Detection and Classification of Historic Watermarks

Apply to this project here

Before paper became available in large quantities via industrial production, paper mills produced small batches for, e.g., books or letters. A paper mill had a strong interest in being recognized, therefore, they placed watermarks on their products. At that time the watermark was created by changing the thickness of the paper and thereby creating a shadow/lightness in the watermarked paper. This was done while the paper was still wet/watery and therefore the mark created by this process is called a watermark. Such marks were first introduced in Fabriano, Italy, in 1282.

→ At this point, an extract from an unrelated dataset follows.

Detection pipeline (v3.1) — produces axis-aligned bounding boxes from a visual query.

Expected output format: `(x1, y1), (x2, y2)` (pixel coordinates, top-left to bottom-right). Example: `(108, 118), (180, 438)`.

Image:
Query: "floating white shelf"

The German Museum of Books and Writings, part of the German National Library, has an extensive collection of papers that include watermarks. These watermarks can help to identify the time frame within which, e.g., a letter was written. However, so far, there are only semantic tools available to group and distinguish watermarks, for instance, by a human-made description of the watermark. However, this suffers from the emphasis the respective description makes: What is a main symbol, what is a side symbol? Does the watermark show a standing or a striding lion? These nuances in the semantic descriptions make it extremely challenging to find a set of previously processed watermarks that are, in their appearance, closely related to a given watermark.

The project is intended to create a prototype software to be used in the processing of watermarks at the German Museum of Books and Writings. The goal is to develop a tool for processing of watermark scans, adding of detected watermarks into a database, and (semi-)automatic search for relationships within the processed data. The prototype will likely include the following steps:

  1. Scans of the watermarks are sent through an image manipulation pipeline to prepare them for feature extraction. This pipeline should get rid of possible artifacts from scanning and should prepare the scans such that the extraction of actual watermark is as easy as possible.
  2. From the adjusted watermark scans, those parts of the image are extracted that actually represents the watermark. This extracted form should be codified, e.g., via finding a vector graphics representation of it.
  3. Given two representations of watermarks, determine the likelihood of both representing the same watermark. This should include checking for mirror images, rotations, shearings introduced in the scanning process. Furthermore, a watermark might be represented incompletely, still, a likelihood has to be given. This bears a certain likeness to fingerprint analysis from forensic sciences.

Optionally, the prototype will recognize most common feature elements across the given set of watermarks. These identified elements can then be bound back to the semantic descriptors, thereby identifying common themes, such as geometric elements, certain heraldic symbols, or numerals.

The implemented tool will be the basis for further developments within the German Museum of Books and Writings. Ultimately, it should be extended to a fully interactive database of watermarks to which user can add new elements and use it to compare given watermarks. Therefore, we plan a kick-off event with participating students and supervisors at the German Museum of Books and Writings in Leipzig. Most likely, the prototype will be used in follow-up Bachelor's or Master's thesis investigating these further questions.

There are no strict requirements for participants in the project. However, given the strong visual nature of the project, participating students will benefit from experience with image processing algorithms. Furthermore, for modeling the data, experience with mathematical descriptions of curves, vector graphics, or other representations will be helpful.

Important notice

Accepted students to this project should attend online workshops at the LRZ in April 2023 before the semester starts, unless they have proven knowledge. More information will be provided to students accepted to this project.